I don’t mind being a role model for kids who wear my name on their shirts and backpacks, but…
I didn’t get into acting to become a role model. I understand people are looking at me and looking up to me, but the one thing I have to say to those people is, it’s really cool to admire people for sure. But realize there are so many other people in this world who are 17 million times better than I that you should be looking up toward. The people doing volunteer work, the people in the trenches cleaning up after natural disasters and disasters that humans make themselves, we need to need to start focusing on them and less on the entertainment industry. And yes this may take some work away from me, but we need to realize that we’re humanity and there’s more to life than music and acting. But I am conscious in the sense that when I have children and those children have children, I want to make sure that they’re proud of their grandma. I do it for that reason. Any other reason to me is selfish.
The thing people getting into the business most need to do is…
Understand the business aspect of the industry and see what people go through. There are a lot of people in the industry that, even though you might only see them when they’re in their drunken stupor or they’re about to go to jail, their business acumen is crazy. I love telling people about my work behind the scenes. I learned it all before I turned 18; I used to go to the meetings with my parents and they would say, “Shh… don’t speak.” You hear more when you listen. When you’re talking, the only thing you can hear is yourself. So I learned that when I was young. And as I grow up, especially being an African American young woman in the industry for the last 23 years, I’m clear that people want to come in and make money off me but not really know who I am and try to change me. You have to take control of your business, your brand, and your likeness.

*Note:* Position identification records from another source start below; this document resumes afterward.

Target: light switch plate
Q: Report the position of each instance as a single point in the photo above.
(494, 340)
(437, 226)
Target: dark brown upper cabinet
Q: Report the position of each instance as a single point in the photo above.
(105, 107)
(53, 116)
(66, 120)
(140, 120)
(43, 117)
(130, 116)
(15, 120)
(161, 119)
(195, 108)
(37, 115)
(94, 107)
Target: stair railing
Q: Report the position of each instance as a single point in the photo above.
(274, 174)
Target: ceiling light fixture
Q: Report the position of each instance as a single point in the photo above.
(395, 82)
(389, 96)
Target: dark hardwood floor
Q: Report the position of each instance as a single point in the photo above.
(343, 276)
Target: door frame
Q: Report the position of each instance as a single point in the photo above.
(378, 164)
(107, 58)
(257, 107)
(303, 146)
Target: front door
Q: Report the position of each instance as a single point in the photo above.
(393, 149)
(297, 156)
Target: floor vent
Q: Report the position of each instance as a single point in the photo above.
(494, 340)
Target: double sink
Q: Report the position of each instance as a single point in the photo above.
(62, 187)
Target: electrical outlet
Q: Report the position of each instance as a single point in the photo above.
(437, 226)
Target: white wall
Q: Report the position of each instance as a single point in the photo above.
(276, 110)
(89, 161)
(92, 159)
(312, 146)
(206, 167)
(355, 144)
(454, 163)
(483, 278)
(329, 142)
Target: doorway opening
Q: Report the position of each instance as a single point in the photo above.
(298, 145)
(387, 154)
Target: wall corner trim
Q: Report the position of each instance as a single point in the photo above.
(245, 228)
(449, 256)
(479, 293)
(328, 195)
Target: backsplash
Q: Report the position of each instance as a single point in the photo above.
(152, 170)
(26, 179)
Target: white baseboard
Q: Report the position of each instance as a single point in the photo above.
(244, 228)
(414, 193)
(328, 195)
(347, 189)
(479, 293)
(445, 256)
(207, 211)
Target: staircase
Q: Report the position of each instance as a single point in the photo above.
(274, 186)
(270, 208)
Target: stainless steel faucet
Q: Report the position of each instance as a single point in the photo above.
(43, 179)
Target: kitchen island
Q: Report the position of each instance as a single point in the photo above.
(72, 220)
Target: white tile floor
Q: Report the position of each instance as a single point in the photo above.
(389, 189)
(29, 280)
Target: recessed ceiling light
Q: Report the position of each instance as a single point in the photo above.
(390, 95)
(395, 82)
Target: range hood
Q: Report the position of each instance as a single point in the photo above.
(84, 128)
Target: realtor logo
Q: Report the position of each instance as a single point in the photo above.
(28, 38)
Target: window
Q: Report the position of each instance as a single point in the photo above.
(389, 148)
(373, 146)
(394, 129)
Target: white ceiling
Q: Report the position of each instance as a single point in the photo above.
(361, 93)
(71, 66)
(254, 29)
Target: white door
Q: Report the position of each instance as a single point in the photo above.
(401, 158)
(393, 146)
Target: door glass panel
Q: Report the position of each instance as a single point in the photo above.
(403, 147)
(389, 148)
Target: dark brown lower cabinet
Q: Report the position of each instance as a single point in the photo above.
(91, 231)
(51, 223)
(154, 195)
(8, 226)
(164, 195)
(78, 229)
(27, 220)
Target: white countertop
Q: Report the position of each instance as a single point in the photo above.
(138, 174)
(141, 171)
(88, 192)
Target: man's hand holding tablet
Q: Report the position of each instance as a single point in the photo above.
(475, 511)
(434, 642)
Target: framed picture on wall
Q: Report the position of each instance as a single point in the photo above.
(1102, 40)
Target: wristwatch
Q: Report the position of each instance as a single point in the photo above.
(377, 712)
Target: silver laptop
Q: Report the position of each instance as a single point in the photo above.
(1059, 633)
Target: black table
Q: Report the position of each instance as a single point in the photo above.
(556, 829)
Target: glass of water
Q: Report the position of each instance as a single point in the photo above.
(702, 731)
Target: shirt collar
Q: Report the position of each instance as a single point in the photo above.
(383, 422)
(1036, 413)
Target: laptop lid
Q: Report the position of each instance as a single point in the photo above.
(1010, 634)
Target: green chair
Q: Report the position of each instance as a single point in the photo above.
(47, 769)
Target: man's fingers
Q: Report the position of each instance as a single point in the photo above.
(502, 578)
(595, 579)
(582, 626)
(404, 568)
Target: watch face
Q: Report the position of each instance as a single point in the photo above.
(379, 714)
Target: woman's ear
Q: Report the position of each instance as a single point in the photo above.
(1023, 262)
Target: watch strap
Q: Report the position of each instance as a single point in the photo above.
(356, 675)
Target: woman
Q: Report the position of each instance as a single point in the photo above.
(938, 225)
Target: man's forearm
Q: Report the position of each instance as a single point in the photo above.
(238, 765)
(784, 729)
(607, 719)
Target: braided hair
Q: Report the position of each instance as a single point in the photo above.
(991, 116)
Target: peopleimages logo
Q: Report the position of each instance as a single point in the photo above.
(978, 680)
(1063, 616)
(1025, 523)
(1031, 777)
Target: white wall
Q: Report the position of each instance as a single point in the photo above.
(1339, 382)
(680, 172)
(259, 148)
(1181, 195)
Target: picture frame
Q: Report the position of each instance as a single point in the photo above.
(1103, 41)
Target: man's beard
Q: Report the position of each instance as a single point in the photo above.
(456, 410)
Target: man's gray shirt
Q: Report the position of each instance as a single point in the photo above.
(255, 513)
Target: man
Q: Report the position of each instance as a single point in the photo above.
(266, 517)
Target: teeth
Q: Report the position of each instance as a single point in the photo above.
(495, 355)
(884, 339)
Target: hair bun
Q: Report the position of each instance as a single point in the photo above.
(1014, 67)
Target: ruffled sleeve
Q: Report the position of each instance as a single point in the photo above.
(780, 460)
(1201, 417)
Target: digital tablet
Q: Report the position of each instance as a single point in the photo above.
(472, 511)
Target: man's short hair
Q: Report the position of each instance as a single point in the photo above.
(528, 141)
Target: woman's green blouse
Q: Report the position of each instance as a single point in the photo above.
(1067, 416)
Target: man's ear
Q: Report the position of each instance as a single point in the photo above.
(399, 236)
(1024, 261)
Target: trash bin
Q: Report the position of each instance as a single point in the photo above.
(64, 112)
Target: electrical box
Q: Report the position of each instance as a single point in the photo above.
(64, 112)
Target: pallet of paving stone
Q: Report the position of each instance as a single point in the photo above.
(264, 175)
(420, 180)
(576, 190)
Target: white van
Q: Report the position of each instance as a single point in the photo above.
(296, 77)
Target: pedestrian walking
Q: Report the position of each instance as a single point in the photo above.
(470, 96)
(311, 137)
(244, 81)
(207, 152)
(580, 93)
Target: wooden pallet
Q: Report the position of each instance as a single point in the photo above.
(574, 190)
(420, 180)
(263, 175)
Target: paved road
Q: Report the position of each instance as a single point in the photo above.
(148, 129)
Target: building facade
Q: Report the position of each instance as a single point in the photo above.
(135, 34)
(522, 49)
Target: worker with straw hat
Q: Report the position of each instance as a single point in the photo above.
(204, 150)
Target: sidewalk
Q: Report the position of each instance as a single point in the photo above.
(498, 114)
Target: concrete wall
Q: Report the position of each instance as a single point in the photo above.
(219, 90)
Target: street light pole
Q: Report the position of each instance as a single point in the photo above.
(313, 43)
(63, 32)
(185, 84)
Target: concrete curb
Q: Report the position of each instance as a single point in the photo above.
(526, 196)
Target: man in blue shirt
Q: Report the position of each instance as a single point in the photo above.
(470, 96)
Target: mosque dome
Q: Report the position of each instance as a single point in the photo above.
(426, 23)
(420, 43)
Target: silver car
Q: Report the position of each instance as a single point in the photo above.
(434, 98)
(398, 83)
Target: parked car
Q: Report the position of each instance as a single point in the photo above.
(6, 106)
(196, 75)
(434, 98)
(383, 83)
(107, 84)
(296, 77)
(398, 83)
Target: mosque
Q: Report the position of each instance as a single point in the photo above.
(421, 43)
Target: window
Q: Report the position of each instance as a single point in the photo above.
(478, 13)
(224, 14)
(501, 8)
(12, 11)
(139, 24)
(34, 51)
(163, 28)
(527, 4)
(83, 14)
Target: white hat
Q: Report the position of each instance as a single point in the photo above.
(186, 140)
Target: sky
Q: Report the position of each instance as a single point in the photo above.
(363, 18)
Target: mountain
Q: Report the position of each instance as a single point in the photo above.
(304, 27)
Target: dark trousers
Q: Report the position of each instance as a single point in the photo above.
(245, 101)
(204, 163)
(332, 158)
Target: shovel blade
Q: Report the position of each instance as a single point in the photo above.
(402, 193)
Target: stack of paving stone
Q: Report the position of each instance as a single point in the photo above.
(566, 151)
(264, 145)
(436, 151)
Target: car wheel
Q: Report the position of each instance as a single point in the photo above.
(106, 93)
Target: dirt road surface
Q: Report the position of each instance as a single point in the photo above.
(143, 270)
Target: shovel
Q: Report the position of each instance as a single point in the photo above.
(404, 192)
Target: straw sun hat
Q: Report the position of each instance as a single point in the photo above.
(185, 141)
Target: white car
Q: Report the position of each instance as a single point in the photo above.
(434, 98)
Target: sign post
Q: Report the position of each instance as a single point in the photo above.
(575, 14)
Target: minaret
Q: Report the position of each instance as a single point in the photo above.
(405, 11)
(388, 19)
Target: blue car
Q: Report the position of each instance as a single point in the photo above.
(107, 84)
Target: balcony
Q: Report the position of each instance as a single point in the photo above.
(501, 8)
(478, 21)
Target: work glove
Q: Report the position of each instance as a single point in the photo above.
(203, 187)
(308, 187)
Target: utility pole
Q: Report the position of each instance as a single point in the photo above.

Being famous is easy. But to sustain a career takes work. I’m still learning because there are changes everyday. I mean, I’m old school; I grew up in the 90s. I’m really bad at Twitter. Worse than a 75-year-old. But no one knows me better than me, and I have to put myself out there and take chances and if anything bad happens, I don’t want to have to blame anyone but me. It’s my choice and I live with it.
My goal in life is…
That by the time I’m 40, I’m sitting up in a beautiful mansion in the middle of nowhere and this phone call happens at 10 a.m. every morning and someone says, “This is how much you have in your account,” and I happily say, “Okay, thank you!”